Grand Dialogue National

Sat, 1 Oct 2022 Source: Saint-Eloi Bidoung

Il y avait des comédiens qui ont bien joué leurs rôles et touché leurs cachets. Il y avait des prestidigitateurs qui sortaient des colombes (de la paix ?) de leurs manches. Il y avait aussi des animateurs de foires, qui jouèrent les clowns au palais des congrès. C’était un beau cirque au palais des congrès de Yaoundé, du 30 septembre au 04 octobre 2019.

C’était au quartier Melen à Yaoundé, il y a trois ans. Le Grand dialogue national n’était pas encore loin après la clôture de travaux le 04 octobre au palais des congrès. On en faisait encore des tonnes et des tonnes ennuyantes dans les journaux parlés et télévisés du « Tam-tam de Paul Biya. » Les réseaux sociaux résonnaient comme des cymbales et l’homme de la rue s’attardait sur le trottoir pour parler des travaux et des résolutions du Grand Dialogue national.
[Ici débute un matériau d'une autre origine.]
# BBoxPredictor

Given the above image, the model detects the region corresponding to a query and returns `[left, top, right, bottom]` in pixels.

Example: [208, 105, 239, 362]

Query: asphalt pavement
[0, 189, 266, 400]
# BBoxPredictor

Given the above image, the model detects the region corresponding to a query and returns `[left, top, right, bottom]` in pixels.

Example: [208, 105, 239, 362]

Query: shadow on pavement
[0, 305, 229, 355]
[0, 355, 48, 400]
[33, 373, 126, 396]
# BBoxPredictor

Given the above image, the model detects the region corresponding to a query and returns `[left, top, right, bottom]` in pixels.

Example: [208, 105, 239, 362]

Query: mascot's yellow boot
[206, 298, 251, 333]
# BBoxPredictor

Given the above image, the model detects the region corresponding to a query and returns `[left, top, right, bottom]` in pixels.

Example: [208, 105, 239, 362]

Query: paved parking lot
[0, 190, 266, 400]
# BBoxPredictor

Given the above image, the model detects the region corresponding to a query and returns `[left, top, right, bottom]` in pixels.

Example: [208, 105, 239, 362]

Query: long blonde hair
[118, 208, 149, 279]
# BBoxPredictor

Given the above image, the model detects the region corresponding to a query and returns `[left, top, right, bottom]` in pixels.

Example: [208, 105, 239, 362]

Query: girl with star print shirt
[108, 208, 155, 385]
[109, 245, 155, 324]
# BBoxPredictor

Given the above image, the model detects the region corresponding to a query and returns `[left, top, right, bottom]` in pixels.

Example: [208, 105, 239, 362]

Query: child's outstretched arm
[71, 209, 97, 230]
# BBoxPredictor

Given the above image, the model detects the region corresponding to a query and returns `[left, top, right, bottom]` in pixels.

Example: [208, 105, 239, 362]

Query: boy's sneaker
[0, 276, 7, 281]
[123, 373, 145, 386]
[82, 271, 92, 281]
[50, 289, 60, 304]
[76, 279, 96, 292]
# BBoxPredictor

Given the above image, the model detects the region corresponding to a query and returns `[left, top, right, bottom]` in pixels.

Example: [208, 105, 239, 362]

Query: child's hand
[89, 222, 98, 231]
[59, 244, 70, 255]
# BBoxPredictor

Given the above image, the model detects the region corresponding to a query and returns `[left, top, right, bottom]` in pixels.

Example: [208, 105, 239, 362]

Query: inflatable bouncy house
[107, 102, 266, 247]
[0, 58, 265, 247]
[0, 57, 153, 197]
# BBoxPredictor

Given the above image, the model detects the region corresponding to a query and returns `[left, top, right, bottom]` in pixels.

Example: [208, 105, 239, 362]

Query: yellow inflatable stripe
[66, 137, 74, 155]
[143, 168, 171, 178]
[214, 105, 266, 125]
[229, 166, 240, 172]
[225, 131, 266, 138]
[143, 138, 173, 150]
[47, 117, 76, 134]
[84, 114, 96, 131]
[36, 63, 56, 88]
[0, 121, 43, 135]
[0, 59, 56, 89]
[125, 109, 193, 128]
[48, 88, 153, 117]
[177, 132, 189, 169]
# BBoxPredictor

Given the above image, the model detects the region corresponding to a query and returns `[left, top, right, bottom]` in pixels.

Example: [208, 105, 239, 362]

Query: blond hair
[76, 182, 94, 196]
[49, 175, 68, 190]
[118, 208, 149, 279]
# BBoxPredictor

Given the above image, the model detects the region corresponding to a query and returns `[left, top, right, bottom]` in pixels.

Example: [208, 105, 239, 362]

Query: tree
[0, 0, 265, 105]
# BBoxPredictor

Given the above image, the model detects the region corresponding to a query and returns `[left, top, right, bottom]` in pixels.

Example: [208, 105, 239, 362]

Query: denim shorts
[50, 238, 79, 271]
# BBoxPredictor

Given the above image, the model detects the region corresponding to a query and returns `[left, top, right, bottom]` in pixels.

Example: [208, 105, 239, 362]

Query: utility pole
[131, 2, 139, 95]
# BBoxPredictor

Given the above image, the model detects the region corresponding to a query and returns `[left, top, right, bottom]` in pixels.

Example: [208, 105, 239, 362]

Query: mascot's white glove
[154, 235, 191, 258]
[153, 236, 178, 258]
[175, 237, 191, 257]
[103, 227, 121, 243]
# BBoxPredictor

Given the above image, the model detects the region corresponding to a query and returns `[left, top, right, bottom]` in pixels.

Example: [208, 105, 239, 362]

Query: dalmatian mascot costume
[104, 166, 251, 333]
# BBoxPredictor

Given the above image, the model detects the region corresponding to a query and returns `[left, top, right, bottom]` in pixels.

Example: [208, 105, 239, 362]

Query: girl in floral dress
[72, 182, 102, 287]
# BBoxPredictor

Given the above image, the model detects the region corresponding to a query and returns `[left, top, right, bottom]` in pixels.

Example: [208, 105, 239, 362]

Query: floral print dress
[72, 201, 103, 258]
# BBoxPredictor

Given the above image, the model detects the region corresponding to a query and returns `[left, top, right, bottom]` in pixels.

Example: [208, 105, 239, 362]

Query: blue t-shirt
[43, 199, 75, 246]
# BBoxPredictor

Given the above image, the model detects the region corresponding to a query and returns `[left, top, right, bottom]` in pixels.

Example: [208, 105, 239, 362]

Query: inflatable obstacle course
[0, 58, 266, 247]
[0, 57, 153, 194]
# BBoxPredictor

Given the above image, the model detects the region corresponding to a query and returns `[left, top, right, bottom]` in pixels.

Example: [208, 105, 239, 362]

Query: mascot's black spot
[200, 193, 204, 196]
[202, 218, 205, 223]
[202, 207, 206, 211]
Dans ce décor, une dizaine de jeunes tenaient leur « dialogue national », un matin, à la réception d’un hôtel du coin. Ces jeunes gens dialoguaient avec les responsables de cet hôtel qui leur demandaient de payer leurs arriérés de nuitées, faute de quoi ils allaient être déménagés de l’hôtel et logés dans les cellules de la Brigade de gendarmerie la plus proche.

La grande pièce de comédie dans toutes ses scènes

Les jeunes gens étaient désemparés, ne comprenant pas ce qui leur arrivait. Quelques jours auparavant, chômeurs, vendeurs à la sauvette et étudiants dans la galère, venus de nulle part et surtout pas de Muyuka ou de Ngarbuh, ils avaient été sélectionnés, après un casting rigoureux, pour jouer le rôle « de jeunes ambazoniens repentis » pendant le Grand dialogue national. Le comité d’organisation les avait revêtus de tee-shirts frappés de slogan pour le spectacle. Leur prestation avait arraché des applaudissements assourdissants dans la grande salle du palais des congrès, le jour de l’ouverture du Grand Dialogue National. La télévision d’Etat avait salué leurs talents de comédiens pendant des heures et des jours. Les soirs, avec leurs « cachets » de comédiens, ces troubadours du GDN allaient dans des boîtes de nuits de la capitale où des témoins les reconnurent par leurs tee-shirts de « de jeunes ambazoniens repentis » qu’ils arboraient toujours et partout. Sans doute sur instructions fermes des organisateurs du festival du GDN. Dans les boîtes de nuit et les bars à putes, les « repentis » firent bombance et ambiance jusqu’aux petits matins. Avec l’argent du Grand Dialogue national.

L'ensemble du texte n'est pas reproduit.